Koma.id– Seruan boikot terhadap Bank Mandiri ramai di media sosial setelah rekening Koordinator Aliansi Masyarakat Pati Bersatu (AMPB), Supriyono alias Botok, diblokir. Sejumlah warganet mengaku ikut mengosongkan saldo dan memindahkan dana ke bank lain sebagai bentuk kekecewaan, bahkan membagikan tangkapan layar transaksi di media sosial.
Rekening tersebut disebut menampung dana pribadi serta donasi masyarakat untuk mendukung kegiatan aksi di Jakarta. Bank Mandiri sebelumnya mengonfirmasi pemblokiran dana sekitar Rp80,9 juta berdasarkan permintaan aparat penegak hukum (APH) sesuai ketentuan yang berlaku, serta menegaskan keputusan tersebut bukan dilakukan secara sepihak oleh pihak bank.

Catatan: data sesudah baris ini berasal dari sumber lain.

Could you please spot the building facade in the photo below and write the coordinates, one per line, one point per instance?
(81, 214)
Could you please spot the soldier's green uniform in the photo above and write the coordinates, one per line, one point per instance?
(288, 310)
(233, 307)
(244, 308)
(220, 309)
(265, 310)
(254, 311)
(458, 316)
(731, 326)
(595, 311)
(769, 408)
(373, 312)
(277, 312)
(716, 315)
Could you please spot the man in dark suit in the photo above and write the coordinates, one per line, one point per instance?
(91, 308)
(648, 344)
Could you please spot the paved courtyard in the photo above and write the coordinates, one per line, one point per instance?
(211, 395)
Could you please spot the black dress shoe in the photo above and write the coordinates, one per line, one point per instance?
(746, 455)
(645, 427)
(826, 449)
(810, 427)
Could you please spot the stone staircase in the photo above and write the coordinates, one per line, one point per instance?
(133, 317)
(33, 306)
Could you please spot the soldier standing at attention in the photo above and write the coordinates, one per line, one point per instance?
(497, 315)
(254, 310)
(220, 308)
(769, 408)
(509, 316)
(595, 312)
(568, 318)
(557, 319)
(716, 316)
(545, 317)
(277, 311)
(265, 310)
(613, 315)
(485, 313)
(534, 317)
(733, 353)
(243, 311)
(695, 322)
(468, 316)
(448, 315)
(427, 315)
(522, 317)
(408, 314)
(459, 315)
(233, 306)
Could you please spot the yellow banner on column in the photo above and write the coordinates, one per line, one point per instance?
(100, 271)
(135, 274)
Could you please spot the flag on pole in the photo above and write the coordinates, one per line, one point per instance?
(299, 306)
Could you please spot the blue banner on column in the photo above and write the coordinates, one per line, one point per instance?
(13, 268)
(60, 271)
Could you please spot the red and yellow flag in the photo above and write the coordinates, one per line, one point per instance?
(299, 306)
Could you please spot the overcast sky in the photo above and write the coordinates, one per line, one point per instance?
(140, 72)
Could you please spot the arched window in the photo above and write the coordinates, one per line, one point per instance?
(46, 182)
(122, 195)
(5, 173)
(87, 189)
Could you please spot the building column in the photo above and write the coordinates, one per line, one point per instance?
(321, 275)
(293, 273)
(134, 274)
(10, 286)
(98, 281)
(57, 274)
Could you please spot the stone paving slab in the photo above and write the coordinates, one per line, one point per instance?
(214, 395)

Polemik ini kemudian memunculkan beragam respons, mulai dari warganet yang mendukung aksi boikot hingga pihak yang mempertanyakan dasar hukum dan proses pemblokiran rekening. Hingga kini, isu pemblokiran rekening Supriyono dan seruan boikot terhadap Bank Mandiri masih menjadi perbincangan di media sosial.